Dan Flavin (1933-1996)
icon III (blood)
(the blood of a martyr), 1962

Oil and linoleum over cold acrylic gesso on Masonite and pine, red incandescent light bulb, and red fluorescent light
34 × 25 × 6 inches
(86.4 × 63.5 × 15.2 cm)

© Stephen Flavin / Artists Rights Society (ARS), New York

1960s 72

Donald Judd met Dan Flavin in 1962 at a gathering in a Brooklyn apartment organized to discuss the possibility of a cooperative artist-run gallery. They exhibited together a year later when their work was included in New Work: Part I at Richard Bellamy’s Green Gallery, New York (January 8–February 2, 1963). As their mutual friend, the artist John Wesley, has said of their friendship, “[the two] became Flavin and Judd for a while. The two names were together.”1

Between 1961 and 1964, Flavin made a group of eight works that he titled icons. These were Flavin’s first works to include electric lights. Judd favorably reviewed Flavin’s first solo exhibition at the Kaymar Gallery in 1964, which contained icon III and icon VI, both of which he later installed at 101 Spring Street. In 1964, Judd wrote in Arts Magazine: “There are several interesting aspects to the pieces: they are things themselves; they are awkward; they are put together bluntly; the materials are considered bluntly—the paint is flat and the lights come that way; the lights are strong and specific.

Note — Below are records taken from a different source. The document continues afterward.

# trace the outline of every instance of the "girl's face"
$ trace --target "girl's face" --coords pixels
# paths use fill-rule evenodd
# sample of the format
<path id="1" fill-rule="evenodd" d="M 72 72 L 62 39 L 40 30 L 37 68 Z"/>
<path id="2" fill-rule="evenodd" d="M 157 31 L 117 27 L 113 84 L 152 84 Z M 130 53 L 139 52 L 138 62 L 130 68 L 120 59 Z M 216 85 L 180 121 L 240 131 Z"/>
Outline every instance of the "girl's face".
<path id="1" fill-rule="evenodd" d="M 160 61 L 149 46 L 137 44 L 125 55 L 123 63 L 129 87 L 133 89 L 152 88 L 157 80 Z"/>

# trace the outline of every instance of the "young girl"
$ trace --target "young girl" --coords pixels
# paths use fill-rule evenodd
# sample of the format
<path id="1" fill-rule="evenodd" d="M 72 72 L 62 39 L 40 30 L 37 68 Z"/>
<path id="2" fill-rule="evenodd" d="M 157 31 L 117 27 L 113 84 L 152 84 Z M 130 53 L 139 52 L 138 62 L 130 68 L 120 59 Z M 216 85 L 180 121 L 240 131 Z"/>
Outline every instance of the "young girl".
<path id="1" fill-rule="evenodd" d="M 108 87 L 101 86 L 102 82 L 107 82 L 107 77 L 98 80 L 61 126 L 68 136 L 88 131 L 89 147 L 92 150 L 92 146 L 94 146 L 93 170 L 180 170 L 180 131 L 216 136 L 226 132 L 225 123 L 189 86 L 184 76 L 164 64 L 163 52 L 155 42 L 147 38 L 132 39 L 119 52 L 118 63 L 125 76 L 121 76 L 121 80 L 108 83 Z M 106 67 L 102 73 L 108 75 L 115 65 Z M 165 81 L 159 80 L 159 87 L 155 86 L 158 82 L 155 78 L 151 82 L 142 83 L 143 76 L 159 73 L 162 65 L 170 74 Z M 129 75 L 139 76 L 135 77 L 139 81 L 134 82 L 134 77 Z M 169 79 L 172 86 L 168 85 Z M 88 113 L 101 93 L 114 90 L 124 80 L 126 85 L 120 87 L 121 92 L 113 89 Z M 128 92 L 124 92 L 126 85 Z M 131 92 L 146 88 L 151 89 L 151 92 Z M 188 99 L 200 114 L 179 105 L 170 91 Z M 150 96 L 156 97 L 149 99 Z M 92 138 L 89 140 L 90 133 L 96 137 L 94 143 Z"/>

There are also several important negative aspects: the blocks are not paintings; they have none of painting’s scheme of something framed; they are not composed in the ordinary sense; they don’t involve illusionistic space; they don’t have modulated surfaces; they don’t play with parts of the world.”2

In a notebook entry dated August 9, 1962, Flavin wrote:

Last week in the Metropolitan, I saw a large icon from the school of Novgorod. I smiled when I recognized it. It had more than its painting. There was a physical feeling in the panel. Its recurving warp bore a history. The icon had that magical presiding presence which I have tried to realize in my own icons. But my icons differ from a Byzantine Christ held in majesty; they are dumb—anonymous and inglorious. They’re as mute and undistinguished as the run of our architecture. My icons do not raise up the blessed savior in elaborate cathedrals, they are constructed concentrations celebrating barren rooms. They bring a limited light.3

When installed in Flavin’s 1964 exhibition at Kaymar Gallery, this work was hung so that the red incandescent light bulb was on the “top” of the work. Later, when installed at 101 Spring Street in the early 1970s, this piece was oriented the other way up, with the incandescent light bulb hanging from the “bottom” of the piece.

1 Marianne Stockebrand, “A Conversation with John Wesley,” Chinati Foundation newsletter 10 (October 2005), 1.
2 Donald Judd, “In the Galleries” (April 1964), in Donald Judd: Complete Writings 1959–1975 (1975; repr., New York: Judd Foundation, 2015), 124.
3 Michael Govan, “Irony and Light,” in Michael Govan and Tiffany Bell, Dan Flavin: A Retrospective, exh. cat. (New York: Dia Art Foundation; New Haven, CT: Yale University Press, 2004), 29.